While I recognize that support for “democracy and freedom” is substantial, within each Arab national society — that the middle class is not a nothing; that each economy depends on it — I doubt this “faction” can prevail. Worse, I think we are watching its final, hopeless bid for power. …

 

Peter Wehner reminds us of what Bush 43 said about Middle East policy.

As popular unrest sweeps the Middle East and North Africa, from Tunisia to Yemen to Egypt, it’s worth recalling the words and warning of President George W. Bush – in this case, his November 19, 2003, address at Whitehall Palace in London, where Bush said this:

We must shake off decades of failed policy in the Middle East. Your nation and mine, in the past, have been willing to make a bargain, to tolerate oppression for the sake of stability. …

As recent history has shown, we cannot turn a blind eye to oppression just because the oppression is not in our own backyard. No longer should we think tyranny is benign because it is temporarily convenient. Tyranny is never benign to its victims, and our great democracies should oppose tyranny wherever it is found.

…The core argument Bush made, which is that America must stand firm for the non-negotiable demands of human dignity — the rule of law, limits on the power of the state, respect for women, private property, free speech, equal justice, and religious tolerance — was right. No people on earth long to live in oppression and servitude, as slaves instead of free people, to be kept in chains or experience the lash of the whip. …

 

In Contentions, Max Boot follows up on Peter Wehner’s comments.

…But whatever happens, one thing is already clear: as Pete Wehner has already noted, President Bush was right in pushing his “freedom agenda” for the Middle East.

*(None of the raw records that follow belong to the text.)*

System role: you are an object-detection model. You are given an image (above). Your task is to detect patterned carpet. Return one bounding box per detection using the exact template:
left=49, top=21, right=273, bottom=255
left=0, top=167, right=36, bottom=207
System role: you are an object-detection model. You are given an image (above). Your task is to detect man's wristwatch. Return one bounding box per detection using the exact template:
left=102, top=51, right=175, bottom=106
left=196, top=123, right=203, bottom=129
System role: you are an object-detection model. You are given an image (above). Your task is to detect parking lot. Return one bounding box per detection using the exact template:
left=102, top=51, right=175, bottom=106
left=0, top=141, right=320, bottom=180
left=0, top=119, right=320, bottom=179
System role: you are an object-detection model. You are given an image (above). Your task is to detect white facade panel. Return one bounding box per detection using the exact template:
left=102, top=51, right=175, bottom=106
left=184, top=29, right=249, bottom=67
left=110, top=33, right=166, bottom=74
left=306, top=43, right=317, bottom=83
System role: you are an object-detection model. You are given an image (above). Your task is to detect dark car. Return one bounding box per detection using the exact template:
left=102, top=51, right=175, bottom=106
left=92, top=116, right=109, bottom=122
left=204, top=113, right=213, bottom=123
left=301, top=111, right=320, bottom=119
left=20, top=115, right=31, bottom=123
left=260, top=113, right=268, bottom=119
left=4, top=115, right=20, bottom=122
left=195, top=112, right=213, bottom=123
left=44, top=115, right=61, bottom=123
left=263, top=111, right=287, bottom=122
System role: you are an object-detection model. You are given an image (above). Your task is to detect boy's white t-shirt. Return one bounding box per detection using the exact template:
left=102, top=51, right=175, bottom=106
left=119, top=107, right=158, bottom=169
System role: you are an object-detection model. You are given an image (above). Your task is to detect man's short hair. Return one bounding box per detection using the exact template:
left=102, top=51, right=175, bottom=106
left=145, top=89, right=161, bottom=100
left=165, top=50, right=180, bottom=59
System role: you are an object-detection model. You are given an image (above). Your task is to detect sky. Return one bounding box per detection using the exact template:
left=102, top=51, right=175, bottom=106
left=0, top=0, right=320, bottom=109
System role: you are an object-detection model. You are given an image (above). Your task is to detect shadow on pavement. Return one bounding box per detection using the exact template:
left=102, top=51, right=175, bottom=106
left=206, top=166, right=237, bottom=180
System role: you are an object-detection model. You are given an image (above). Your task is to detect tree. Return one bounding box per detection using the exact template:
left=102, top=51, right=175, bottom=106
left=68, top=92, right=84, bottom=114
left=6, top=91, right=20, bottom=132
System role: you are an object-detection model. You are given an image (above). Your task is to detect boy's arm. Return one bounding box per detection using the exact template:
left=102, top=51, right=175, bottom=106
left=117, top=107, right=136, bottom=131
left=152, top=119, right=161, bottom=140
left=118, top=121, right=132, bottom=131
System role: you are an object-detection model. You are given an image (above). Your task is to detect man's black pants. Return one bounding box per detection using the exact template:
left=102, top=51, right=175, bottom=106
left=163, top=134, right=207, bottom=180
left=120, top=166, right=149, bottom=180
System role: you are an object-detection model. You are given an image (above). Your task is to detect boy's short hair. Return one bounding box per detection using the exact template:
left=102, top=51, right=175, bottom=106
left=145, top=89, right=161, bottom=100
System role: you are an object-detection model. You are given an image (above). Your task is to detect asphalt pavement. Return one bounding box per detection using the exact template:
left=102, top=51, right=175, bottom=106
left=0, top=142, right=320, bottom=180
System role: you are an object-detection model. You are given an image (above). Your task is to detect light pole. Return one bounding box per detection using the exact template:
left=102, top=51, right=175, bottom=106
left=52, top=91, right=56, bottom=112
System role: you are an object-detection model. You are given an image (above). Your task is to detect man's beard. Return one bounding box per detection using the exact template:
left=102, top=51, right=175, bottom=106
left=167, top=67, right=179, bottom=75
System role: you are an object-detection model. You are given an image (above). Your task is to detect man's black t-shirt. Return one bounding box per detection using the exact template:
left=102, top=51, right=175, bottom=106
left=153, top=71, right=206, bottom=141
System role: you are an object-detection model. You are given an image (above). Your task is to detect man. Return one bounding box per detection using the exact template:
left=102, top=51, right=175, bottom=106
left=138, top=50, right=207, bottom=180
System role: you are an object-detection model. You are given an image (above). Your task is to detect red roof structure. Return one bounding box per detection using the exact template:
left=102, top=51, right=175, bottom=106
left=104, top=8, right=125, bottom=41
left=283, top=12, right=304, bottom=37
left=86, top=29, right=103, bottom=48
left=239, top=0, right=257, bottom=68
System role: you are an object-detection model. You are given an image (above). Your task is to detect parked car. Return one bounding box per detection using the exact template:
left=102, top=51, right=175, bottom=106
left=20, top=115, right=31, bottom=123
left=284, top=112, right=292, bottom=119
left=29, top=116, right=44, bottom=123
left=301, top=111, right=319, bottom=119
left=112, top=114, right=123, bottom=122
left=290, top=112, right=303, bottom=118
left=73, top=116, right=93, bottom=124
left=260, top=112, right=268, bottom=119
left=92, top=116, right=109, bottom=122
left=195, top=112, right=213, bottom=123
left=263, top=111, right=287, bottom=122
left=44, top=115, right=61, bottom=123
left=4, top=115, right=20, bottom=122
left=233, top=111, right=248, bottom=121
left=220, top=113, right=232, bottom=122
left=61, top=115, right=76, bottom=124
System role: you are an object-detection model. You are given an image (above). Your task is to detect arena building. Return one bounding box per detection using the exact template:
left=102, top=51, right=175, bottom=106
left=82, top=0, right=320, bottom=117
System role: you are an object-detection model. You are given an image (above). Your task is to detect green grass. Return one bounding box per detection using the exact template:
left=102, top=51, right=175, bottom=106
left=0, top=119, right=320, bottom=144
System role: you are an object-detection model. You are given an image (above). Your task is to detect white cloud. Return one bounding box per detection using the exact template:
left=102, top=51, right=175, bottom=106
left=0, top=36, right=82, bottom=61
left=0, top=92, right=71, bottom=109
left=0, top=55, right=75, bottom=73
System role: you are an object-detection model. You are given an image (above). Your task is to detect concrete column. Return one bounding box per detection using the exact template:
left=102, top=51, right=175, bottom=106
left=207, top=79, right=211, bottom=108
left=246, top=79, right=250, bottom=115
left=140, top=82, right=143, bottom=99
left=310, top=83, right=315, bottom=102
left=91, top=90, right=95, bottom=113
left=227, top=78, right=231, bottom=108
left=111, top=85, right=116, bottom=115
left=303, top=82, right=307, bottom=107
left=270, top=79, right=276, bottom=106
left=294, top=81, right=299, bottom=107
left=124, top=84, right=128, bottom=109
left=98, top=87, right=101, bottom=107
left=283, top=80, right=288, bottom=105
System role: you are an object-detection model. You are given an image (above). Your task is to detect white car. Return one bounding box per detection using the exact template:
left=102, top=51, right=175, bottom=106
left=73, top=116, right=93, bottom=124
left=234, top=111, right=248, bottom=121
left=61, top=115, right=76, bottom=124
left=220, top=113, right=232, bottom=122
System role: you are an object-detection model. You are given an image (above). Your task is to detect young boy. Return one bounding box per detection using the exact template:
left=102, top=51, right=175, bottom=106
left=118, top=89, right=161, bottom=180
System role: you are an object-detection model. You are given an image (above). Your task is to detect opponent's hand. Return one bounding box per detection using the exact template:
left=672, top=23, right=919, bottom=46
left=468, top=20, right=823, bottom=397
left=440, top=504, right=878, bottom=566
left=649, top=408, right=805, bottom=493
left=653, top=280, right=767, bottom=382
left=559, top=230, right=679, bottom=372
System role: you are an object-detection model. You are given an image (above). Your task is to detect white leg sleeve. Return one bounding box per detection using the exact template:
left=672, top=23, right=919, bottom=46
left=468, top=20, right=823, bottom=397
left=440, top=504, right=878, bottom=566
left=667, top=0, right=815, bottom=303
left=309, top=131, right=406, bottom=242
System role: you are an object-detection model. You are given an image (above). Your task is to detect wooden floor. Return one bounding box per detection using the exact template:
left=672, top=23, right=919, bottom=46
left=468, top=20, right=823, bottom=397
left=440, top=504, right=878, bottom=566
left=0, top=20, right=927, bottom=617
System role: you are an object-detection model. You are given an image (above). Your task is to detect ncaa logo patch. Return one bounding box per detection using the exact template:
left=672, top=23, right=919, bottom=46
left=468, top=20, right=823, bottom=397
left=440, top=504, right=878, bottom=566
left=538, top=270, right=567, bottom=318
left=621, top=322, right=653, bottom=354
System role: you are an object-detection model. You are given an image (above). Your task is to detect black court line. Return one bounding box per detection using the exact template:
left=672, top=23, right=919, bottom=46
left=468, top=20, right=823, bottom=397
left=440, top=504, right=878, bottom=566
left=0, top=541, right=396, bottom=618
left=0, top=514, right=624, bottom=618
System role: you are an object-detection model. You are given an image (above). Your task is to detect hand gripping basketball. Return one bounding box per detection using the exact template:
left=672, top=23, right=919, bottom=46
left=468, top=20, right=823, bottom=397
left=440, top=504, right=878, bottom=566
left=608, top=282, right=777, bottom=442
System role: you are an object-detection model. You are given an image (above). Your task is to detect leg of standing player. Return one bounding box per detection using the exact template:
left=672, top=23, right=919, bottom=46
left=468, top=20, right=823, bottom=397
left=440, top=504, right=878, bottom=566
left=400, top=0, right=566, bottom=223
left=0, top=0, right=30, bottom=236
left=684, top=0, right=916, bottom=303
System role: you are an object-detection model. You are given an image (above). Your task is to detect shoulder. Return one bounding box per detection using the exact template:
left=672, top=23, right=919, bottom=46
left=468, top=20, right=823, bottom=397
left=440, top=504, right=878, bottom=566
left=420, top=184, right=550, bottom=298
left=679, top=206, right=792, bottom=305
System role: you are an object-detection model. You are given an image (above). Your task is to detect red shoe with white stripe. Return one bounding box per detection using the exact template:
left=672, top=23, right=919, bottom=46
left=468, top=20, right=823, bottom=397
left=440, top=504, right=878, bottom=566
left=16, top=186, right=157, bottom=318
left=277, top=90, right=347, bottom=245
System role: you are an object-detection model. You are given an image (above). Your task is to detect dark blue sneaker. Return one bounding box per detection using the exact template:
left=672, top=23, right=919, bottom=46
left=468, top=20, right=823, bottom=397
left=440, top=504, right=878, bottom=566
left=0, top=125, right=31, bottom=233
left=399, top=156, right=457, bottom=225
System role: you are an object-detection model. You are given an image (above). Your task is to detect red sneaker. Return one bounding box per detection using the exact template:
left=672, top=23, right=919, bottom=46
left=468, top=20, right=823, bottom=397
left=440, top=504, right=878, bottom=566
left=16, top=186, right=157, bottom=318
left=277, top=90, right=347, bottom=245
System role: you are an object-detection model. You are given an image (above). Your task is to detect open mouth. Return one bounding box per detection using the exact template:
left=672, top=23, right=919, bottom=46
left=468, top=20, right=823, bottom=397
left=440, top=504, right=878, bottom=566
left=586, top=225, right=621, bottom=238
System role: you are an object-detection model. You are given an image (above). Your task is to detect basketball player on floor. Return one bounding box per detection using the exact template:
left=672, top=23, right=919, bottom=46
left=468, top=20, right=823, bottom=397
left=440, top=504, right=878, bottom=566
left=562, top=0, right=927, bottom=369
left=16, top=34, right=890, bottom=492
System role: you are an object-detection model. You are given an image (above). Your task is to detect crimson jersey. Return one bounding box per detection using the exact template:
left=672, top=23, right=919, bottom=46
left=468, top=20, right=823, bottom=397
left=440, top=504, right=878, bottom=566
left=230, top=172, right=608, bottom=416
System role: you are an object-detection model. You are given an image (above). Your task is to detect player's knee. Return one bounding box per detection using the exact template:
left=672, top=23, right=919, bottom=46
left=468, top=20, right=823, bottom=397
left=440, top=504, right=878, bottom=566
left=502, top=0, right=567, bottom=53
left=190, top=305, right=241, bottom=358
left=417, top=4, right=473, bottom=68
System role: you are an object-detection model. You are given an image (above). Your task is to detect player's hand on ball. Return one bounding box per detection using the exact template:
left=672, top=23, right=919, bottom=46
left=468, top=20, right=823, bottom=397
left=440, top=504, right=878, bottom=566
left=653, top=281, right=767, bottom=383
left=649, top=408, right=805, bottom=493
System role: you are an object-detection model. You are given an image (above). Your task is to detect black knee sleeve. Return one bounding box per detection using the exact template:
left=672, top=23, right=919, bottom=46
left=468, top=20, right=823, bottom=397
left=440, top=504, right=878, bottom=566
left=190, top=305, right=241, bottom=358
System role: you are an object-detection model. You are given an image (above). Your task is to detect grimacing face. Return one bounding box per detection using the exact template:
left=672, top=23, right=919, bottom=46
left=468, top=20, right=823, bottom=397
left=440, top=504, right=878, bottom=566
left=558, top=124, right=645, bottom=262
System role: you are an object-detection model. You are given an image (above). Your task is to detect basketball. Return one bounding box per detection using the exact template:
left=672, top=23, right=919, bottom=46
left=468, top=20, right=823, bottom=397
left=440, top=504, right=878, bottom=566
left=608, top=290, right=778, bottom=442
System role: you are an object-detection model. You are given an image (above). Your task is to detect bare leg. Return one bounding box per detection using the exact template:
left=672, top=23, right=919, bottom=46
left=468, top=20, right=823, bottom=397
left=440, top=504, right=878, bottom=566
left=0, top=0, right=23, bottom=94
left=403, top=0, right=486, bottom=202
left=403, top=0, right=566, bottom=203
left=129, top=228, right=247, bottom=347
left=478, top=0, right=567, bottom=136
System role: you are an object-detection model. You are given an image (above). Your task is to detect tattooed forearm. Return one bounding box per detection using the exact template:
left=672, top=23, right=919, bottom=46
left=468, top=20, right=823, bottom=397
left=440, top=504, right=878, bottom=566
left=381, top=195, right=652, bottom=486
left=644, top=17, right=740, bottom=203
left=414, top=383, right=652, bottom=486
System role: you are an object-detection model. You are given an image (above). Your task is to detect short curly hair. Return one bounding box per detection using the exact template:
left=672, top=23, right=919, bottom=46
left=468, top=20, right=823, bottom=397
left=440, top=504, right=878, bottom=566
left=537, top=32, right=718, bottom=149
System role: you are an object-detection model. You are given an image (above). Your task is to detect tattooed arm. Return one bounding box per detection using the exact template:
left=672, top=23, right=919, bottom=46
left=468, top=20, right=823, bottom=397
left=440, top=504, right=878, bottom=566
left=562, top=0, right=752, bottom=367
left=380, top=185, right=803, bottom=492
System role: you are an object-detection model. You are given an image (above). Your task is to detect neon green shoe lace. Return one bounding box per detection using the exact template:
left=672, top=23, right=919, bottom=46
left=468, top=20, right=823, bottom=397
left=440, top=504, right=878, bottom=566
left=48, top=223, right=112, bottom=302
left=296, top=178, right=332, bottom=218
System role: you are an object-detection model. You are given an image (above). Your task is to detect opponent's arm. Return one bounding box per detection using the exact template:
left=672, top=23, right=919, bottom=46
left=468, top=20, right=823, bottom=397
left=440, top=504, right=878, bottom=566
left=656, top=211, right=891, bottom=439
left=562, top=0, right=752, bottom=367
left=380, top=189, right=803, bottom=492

…Turns out that Bush knew a thing or two. He may not have been all that sophisticated by some standards, but like Ronald Reagan, he grasped basic truths that eluded the intellectuals. Reagan, recall, earned endless scorn for suggesting that the “evil empire” might soon be consigned to the “ash heap of history.” But he understood that basic human desires for freedom could not be repressed forever. Bush understood precisely the same thing, and like Reagan he also realized that the U.S. had to get on the right side of history by championing freedom rather than by cutting disreputable deals with dictators.

Too bad he didn’t have more success in pushing the “freedom agenda.” If he had — if, for example, he had been willing to hold back American aid to force Egypt to make liberal reforms — the U.S. might possibly have averted the explosion currently seen on the streets of Egypt by engineering a more orderly transition to democracy. But in his second term, humbled by setbacks in Iraq, Bush and his secretary of state, Condoleezza Rice, charted a different course. They did little or nothing while Mubarak locked up liberal dissident Ayman Nour. Instead, they concentrated their energies on the vaunted Middle East peace process, which ended in a predictable failure.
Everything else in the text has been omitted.